Soon you’ll find yourself writing/recording so much that you’re needing to edit it down, and isn’t that a great position to be in?
I believe that in order to succeed in Developer Relations, you might not need a formal software education, but you do need to have a thirst for learning. You should be trying out new technologies regularly, even if they’re not 100% related to the platform you work with.
It can sometimes be difficult to find the time to do this. The things on your to-do list are like a gas, they’ll expand to fill the amount of time you give them. So don’t give them all of your time. Consciously make time for learning.
This doesn’t always mean doing it in your spare time. Work life balance is vital, especially once we get back to a world of traveling for events. This is professional development , and if your organization doesn’t give you time to learn, then honestly, if you can, you should start looking for one that will.
As much as you can afford to, be generous with your time and your knowledge. People are genuinely curious and a big part of DevRel is sharing what you know.
Sometimes it’ll be about what it is that you do, sometimes it’ll be someone asking for advice about how to succeed on your platform. Sometimes people will just want to pitch you an idea for feedback. Whatever it is, make the time. Grab that coffee, give that talk, hop on that zoom.
If you make time for the various communities that you work with, then they’re more likely return that generosity when you come calling.
You should constantly be putting yourself in the shoes of your community by building against the platform you work on. Before a new feature sees the light of day on your platform, your team should have built against it.
This isn’t a formal QA process. QA is an incredibly specific field with many excellent practitioners, and DevRel shouldn’t be one of them. This is about getting a feel for the feature and the APIs it exposes. Do the patterns feel right? Does the contract make sense? Is it all intuitive? These are the questions you’re trying to answer.
Perhaps most importantly for your community, you’ll be better placed to help them see the benefits of a feature if you’ve used it yourself and understand its quirks. Plus you can open source the code when you’re done and you’ve seeded the library of sample code for that feature.
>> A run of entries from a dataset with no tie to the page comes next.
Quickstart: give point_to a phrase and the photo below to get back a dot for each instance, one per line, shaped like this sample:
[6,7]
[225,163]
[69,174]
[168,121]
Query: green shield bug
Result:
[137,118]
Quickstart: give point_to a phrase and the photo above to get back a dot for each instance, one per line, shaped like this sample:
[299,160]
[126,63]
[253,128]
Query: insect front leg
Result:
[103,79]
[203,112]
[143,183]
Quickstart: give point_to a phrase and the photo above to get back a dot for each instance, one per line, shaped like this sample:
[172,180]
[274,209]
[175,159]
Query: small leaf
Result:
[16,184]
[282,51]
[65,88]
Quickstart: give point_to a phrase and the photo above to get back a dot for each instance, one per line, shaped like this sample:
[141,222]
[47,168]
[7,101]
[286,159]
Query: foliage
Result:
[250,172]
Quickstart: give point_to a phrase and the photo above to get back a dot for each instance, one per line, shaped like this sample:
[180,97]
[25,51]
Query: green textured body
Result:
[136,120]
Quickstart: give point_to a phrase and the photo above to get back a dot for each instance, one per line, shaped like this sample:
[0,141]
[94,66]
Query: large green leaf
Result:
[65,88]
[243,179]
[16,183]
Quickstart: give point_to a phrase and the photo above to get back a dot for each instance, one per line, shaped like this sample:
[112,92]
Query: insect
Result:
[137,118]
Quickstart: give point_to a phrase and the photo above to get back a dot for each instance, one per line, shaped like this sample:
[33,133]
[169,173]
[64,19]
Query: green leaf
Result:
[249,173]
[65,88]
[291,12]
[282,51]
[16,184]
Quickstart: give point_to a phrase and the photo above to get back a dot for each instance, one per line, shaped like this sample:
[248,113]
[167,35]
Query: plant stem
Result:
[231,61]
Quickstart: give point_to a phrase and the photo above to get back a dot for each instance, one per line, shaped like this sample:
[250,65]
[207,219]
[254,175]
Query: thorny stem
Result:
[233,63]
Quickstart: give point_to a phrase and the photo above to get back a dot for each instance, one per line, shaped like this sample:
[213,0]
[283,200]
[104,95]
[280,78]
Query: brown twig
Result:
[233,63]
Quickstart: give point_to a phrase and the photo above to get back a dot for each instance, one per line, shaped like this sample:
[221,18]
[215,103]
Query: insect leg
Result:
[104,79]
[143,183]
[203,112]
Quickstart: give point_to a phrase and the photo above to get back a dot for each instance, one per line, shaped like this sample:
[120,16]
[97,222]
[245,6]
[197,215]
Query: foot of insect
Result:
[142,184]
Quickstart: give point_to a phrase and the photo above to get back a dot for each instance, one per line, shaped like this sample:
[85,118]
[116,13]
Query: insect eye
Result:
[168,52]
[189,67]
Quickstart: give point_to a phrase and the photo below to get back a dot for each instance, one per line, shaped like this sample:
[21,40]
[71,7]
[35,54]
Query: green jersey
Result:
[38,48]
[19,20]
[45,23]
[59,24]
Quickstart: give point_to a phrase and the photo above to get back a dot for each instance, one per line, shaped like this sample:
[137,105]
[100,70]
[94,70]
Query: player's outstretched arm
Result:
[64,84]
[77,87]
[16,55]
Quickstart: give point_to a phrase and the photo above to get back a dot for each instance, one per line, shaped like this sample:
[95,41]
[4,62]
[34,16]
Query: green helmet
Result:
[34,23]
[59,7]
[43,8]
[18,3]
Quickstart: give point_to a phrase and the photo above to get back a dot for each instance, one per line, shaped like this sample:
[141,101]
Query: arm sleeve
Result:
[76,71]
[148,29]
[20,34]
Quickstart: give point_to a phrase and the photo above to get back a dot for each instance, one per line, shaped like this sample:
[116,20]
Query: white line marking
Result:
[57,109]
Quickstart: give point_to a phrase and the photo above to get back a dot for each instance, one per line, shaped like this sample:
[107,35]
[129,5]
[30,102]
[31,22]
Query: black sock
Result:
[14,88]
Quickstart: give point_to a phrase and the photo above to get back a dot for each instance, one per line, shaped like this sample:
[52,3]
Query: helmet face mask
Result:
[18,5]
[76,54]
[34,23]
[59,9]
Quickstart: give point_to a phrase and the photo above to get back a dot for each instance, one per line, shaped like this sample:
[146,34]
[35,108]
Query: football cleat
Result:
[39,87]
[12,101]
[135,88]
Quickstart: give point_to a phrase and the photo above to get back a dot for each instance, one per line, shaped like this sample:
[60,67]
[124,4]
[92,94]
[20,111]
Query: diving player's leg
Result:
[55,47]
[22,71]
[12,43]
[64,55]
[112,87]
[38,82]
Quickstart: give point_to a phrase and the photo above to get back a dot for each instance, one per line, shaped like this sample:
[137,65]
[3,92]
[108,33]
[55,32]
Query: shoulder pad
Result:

When I talk about being Developer Zero and the kinds of questions you should be asking when trying a new feature, what I’m really trying to give you is a list of things you should be talking to the relevant Product Manager about. Your relationship with Product Managers will be key to how effectively you can advocate for the views of the developers you serve, so cultivate them.
Ultimately, the relationship you have with your PMs will depend on your organization, but I think ideally you want to get to a place whereby PMs are actively seeking out your feedback as early as possible in the design stage of a feature. Be their trusted parter. Don’t ring their bell for every single piece of feedback. Watch for patterns in the community and surface them.
My final piece of advice is this - Be empathic with those in your community. Assume their best intent. They want to learn - after all, they raise bugs and suggest features because they share your passion for the platform you have the privilege of working on.
What seems incredibly obvious to you may well have been blocking them for hours/days/weeks.
Besides - some of the best insights I’ve learned about the products I work on have always come from the community. They offer a perspective that an insider won’t always have.
Just remember, while you may have answered the same question a million times, this is their first time asking you, and if they’re asking you, then it’s important to them. Respect that and respect them, it’s the least they deserve.
I’ll be upfront and say that I’m probably not the best at living up to these traits. And I’m not sure that anyone is 100% at all of them. Ultimately the best we can ever do is strive to improve, and that’s what I’m trying to do. I hope you feel like you’re improving too.